Рим вовсе не производит на меня впечатления Рима. Неужели это Рим?
Из дневника барышни
Поехать себе вокруг света под парусами? Странствование есть поведение человека; исследуя землю, предки не только распространились, так сказать, по её лицу, но стали тем, что они есть, то есть цыганами всей планеты. Беда, что сократились просторы, но по-прежнему есть где утонуть, провалиться, сгинуть от лихоманки или не долететь, не доплыть. А океан велик, о! и ему всё равно. Магеллан тронулся под парусами и был счастлив несколько лет. Дарвин поплыл, Амундсен. В домашних комнатах пахло унтами, собаками, порохом, ядрёным табаком, кофе, палисандровым деревом; на стенах что только ни висело; а с собой привозили мангуст, додо, папуасов, что-нибудь пряное, что-нибудь сладенькое и невозможное для понимания. Умирать ездили в Полинезию и Австралию, бывали оставлены в душной неволе острова св. Елены и оттуда уже кочевали во Францию милую в окружении пышного траура, и гремели пушки. Завоеватели были тоже неутомимы. Взять Марка Красса и его сына… Но этого хватит. Топтание следов поистине очень велико, притом не вдруг различишь человеческие, а часто мелкая беготня или тяжёлая поступь зверей окончательно запутывает картину. И говорят, что планета не меньше этой, девятая, прячется за другими, везде рассыпая намёки, как искры.
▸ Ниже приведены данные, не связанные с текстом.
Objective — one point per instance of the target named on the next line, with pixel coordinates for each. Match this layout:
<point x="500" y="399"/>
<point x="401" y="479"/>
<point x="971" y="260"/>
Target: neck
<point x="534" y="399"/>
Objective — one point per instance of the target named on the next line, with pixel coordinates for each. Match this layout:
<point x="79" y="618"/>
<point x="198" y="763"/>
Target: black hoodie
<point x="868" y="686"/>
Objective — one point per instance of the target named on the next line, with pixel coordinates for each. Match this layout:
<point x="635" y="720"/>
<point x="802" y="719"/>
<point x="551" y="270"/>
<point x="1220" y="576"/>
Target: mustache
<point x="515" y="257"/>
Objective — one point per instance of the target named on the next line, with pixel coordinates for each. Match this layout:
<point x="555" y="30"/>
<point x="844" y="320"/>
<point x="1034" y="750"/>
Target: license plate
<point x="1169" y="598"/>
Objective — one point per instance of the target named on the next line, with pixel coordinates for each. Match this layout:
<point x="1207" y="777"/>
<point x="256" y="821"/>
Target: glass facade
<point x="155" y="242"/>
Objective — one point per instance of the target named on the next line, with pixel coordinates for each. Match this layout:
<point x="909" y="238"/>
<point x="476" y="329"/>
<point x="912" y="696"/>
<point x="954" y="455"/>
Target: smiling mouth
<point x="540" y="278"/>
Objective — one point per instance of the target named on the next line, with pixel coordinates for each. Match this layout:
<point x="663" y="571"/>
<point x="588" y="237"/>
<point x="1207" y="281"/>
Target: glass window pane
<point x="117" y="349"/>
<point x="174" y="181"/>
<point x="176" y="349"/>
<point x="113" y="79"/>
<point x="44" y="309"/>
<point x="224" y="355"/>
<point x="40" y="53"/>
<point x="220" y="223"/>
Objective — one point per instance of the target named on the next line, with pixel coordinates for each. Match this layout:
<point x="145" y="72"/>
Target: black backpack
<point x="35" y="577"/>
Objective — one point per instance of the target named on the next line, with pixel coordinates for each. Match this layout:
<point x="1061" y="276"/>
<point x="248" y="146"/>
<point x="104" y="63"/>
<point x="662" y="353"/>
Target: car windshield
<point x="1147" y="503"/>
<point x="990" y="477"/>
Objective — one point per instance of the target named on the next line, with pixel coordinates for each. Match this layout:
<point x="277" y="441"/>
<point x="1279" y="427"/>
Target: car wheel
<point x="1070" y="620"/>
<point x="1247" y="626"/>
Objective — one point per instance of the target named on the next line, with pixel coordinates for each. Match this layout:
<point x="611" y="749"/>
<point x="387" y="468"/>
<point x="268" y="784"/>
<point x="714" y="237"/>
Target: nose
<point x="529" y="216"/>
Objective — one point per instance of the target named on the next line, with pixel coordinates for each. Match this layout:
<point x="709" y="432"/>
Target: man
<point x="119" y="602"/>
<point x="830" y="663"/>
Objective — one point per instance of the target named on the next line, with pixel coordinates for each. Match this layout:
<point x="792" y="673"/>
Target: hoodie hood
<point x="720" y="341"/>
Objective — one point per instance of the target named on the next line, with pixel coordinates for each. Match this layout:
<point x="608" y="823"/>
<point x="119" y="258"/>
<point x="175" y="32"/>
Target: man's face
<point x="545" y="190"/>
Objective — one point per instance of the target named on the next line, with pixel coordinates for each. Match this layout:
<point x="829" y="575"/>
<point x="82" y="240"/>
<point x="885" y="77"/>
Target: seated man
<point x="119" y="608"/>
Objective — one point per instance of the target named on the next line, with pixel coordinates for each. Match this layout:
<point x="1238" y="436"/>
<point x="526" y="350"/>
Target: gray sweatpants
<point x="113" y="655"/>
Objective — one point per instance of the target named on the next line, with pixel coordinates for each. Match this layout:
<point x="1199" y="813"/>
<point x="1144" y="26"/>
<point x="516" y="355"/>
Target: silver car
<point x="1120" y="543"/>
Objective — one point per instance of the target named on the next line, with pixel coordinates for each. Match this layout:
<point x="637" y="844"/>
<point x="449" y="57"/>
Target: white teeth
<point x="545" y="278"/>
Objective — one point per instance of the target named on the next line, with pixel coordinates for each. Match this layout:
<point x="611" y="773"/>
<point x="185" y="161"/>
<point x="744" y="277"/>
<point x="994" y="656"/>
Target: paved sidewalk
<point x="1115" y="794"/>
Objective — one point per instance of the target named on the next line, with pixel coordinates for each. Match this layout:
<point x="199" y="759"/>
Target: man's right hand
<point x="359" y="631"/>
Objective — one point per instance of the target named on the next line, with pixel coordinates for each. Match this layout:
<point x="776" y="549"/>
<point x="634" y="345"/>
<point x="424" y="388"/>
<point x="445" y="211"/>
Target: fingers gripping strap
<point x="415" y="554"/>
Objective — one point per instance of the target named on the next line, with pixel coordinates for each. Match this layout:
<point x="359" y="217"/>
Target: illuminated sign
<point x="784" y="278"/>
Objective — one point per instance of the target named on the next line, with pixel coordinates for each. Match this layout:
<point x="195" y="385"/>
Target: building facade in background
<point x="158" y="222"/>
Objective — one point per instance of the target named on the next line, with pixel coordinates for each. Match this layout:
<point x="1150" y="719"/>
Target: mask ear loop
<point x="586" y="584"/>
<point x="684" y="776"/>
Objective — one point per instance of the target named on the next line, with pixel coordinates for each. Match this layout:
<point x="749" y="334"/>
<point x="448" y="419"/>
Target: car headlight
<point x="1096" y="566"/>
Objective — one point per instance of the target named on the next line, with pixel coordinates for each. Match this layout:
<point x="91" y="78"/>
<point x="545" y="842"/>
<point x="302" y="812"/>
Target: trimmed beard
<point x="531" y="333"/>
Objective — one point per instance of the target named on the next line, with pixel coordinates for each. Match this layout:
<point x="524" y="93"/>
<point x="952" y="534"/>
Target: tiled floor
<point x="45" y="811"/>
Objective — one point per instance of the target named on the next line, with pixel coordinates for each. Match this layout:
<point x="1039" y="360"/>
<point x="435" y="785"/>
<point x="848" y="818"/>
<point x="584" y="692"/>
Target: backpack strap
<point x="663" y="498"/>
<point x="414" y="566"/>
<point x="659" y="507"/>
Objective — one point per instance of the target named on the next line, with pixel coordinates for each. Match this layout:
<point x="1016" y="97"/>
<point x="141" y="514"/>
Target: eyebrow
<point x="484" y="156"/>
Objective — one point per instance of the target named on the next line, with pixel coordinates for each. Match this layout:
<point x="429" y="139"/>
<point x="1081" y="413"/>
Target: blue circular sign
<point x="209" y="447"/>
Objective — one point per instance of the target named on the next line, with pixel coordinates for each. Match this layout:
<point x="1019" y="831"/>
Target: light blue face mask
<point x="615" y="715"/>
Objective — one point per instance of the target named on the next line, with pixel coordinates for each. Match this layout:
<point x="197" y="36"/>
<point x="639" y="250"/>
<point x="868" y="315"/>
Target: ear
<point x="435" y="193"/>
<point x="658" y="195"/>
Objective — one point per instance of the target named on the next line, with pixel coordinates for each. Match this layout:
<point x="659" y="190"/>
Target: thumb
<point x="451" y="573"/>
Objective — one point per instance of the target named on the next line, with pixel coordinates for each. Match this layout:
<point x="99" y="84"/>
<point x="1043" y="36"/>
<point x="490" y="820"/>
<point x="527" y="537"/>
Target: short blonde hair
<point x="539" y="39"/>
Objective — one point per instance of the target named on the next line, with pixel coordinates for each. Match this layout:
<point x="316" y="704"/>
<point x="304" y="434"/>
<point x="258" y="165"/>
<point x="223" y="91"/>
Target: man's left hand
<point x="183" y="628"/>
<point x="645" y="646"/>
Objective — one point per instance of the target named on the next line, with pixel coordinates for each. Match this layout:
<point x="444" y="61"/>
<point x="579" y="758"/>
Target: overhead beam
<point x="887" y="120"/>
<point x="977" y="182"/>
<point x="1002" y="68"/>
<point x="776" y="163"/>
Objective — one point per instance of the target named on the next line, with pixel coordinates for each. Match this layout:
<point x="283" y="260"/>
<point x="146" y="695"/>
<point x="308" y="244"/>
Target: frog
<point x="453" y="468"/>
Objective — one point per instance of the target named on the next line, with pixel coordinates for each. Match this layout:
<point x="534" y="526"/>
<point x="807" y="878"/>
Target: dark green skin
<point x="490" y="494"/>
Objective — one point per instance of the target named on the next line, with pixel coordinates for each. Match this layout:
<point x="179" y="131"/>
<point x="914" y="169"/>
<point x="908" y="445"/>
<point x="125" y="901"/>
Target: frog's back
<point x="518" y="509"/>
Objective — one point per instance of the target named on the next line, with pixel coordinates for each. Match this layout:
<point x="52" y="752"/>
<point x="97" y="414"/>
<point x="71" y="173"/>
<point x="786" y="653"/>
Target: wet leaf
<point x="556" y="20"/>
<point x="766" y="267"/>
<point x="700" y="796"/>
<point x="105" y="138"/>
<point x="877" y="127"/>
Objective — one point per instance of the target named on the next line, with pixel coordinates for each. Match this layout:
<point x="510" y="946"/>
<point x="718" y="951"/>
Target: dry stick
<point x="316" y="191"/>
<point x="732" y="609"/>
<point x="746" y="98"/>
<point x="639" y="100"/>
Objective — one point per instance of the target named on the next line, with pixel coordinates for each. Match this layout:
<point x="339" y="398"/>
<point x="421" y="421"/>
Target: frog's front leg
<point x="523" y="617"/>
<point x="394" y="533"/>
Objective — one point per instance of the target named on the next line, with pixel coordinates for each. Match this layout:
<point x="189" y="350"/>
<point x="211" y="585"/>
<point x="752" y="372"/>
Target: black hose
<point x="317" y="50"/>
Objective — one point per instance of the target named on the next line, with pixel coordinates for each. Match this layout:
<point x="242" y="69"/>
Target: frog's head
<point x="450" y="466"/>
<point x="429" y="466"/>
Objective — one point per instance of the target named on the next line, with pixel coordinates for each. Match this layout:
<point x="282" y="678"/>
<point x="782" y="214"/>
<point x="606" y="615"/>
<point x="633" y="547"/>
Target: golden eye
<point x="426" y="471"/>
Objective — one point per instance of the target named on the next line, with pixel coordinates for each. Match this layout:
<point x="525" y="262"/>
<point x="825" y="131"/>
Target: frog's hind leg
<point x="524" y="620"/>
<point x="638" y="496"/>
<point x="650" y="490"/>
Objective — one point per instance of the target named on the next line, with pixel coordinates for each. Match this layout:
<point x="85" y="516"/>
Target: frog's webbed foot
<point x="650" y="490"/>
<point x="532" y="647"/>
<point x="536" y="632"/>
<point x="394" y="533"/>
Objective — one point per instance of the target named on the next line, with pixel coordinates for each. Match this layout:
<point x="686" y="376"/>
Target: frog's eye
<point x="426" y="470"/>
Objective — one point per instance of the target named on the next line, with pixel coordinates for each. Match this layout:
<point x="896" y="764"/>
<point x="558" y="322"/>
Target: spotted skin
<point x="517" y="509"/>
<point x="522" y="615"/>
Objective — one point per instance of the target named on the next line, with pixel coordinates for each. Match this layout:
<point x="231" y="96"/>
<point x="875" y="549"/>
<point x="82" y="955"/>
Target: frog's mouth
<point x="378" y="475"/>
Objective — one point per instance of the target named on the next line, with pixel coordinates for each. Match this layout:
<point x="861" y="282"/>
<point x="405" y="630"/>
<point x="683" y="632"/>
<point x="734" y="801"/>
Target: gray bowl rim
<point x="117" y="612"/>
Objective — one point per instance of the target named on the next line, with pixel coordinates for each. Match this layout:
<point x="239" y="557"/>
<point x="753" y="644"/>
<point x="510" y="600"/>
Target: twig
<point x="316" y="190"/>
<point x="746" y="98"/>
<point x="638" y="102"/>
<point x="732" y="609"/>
М. слушал и давно, с первых тактов, узнавал сонату, хотя не решался себе сказать, что это она, а именно то стеснённое сочинение, которое сочится не отдаляясь, осторожное бормотание о ком-то, кто неотдалимо близок, ‒ уж не о нём ли самом? Или о барышне, которая приехала в Рим, почему-то думая, что узнает его, хотя в нём не бывала. Она так элегантна, что кажется другой темой, но это, ей-богу, сестра, которой у М. так и не было, и не зря на ней признаки давнего времени. Подобно этой необходимой путанице и соната производила другое и странное впечатление, а он её не раз слышал. Именно потому, что с первых тактов сомнение не отставало, и вследствие рыхлости, он узнавал, что это она, а никакая другая. Ей это свойственно, и она, сообразно со свойством, продвигается по зыбкому пути, как шарящий луч, но не сбивается, чувствуется даже её нарочитая робость, но не боязнь. Так и следует быть, как по-старинному говорила римская птичка, не узнававшая Рим. То было давно, но что такое «давно»? На это нет вразумительного ответа, его и не нужно. Солнце таким же образом припекало на мосту Святого Ангела и так же вдруг скрылось, как бы играя с девушкой, только что распустившей свой зонтик.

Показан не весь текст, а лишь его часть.